ADR-001: Metadata Provider Orchestration (Ports + Provider Chain)

Status: Accepted Date: 2026-01-21 Related: docs/_archive/specs/spec-022-metadata-provider-orchestration.md, docs/_archive/debt/debt-038-metadata-provider-abstraction.md, docs/_specs/master-qualifications.md#5-api-orchestration-strategy-rob-c-martin-principles

Context

erdos-banger fetches literature metadata from multiple external sources: - OpenAlex (primary) - Crossref (fallback) - arXiv export API (metadata-only fallback; arXiv source tarball for content)

Today, metadata orchestration is embedded in src/erdos/core/ingest/fetch.py via: - direct construction of concrete clients (OpenAlexClient(...)), and - branching on MetadataSource to choose a code path.

This creates avoidable coupling: - DIP violation: ingest policy depends on concrete clients. - OCP violation: adding a new source requires editing branching logic. - Test friction: unit tests must monkeypatch network clients rather than inject fakes.

Decision

Adopt a Clean Architecture / Ports-and-Adapters approach for metadata retrieval:

  1. Define a MetadataProvider port (a typing.Protocol) in src/erdos/core/ports.py.
  2. Implement providers as thin adapters around existing clients:
  3. OpenAlexProvider wraps OpenAlexClient
  4. CrossrefProvider wraps fetch_crossref_work() + parse_crossref_work()
  5. Implement FallbackProvider(primary, fallback) that conforms to the same port and provides:
  6. “not found” fallback (primary returns None)
  7. “error” fallback (primary raises)
  8. Compose the default chain in the composition root (AppContext), not inside ingest functions.

Target dependency arrows:

commands/services ──► ports (MetadataProvider) ◄── adapters (OpenAlex/Crossref)

Options Considered

Option A (Chosen): Provider Port + Fallback Chain (In-Process)

Pros - Strong DIP/OCP: new sources are new adapters, not edits to ingest logic. - Testable: unit tests inject providers; network tests are isolated + marked. - Small change: builds on existing OpenAlexClient/crossref_client code.
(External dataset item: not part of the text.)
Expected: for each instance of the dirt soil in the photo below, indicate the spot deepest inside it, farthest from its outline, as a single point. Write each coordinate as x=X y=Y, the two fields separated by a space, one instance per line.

Cons - Adds a small amount of indirection (provider wrappers).

Option B: Single “Orchestrator” Service With Hardcoded Clients

Pros - Keeps logic centralized in one place. Cons - Still violates DIP/OCP unless it exposes a port anyway. - Risks becoming another “god service” as sources expand.
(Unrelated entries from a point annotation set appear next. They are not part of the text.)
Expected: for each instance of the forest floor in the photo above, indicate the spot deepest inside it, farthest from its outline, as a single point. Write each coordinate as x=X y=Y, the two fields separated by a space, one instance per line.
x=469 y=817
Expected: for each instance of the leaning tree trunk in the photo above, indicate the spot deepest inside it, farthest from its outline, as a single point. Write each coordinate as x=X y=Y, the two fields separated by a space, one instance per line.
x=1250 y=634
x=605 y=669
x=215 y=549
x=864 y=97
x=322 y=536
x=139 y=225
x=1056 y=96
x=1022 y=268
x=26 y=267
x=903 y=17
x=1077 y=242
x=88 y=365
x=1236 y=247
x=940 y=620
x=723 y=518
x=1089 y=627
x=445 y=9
Option C: Plugin Registry (Entry Points) for Providers

Pros - Maximum extensibility for external providers. Cons - Overkill for a local-first CLI at ~1k problems; adds packaging complexity.

Consequences

  • SPEC-022 is the implementation spec for this ADR.
  • ingest/fetch.py should accept an injected MetadataProvider (no direct client construction).
  • The CLI --source flag becomes a selection of provider chains rather than a branching switch inside fetch code.
  • Network integration tests become explicit (@pytest.mark.requires_network) and optional.

Follow-ups / Non-Goals

  • Do not build “paper discovery” here; this ADR is only about metadata retrieval for known identifiers.
  • Do not redesign the arXiv content path (tarball download/extract); keep it separate from metadata providers.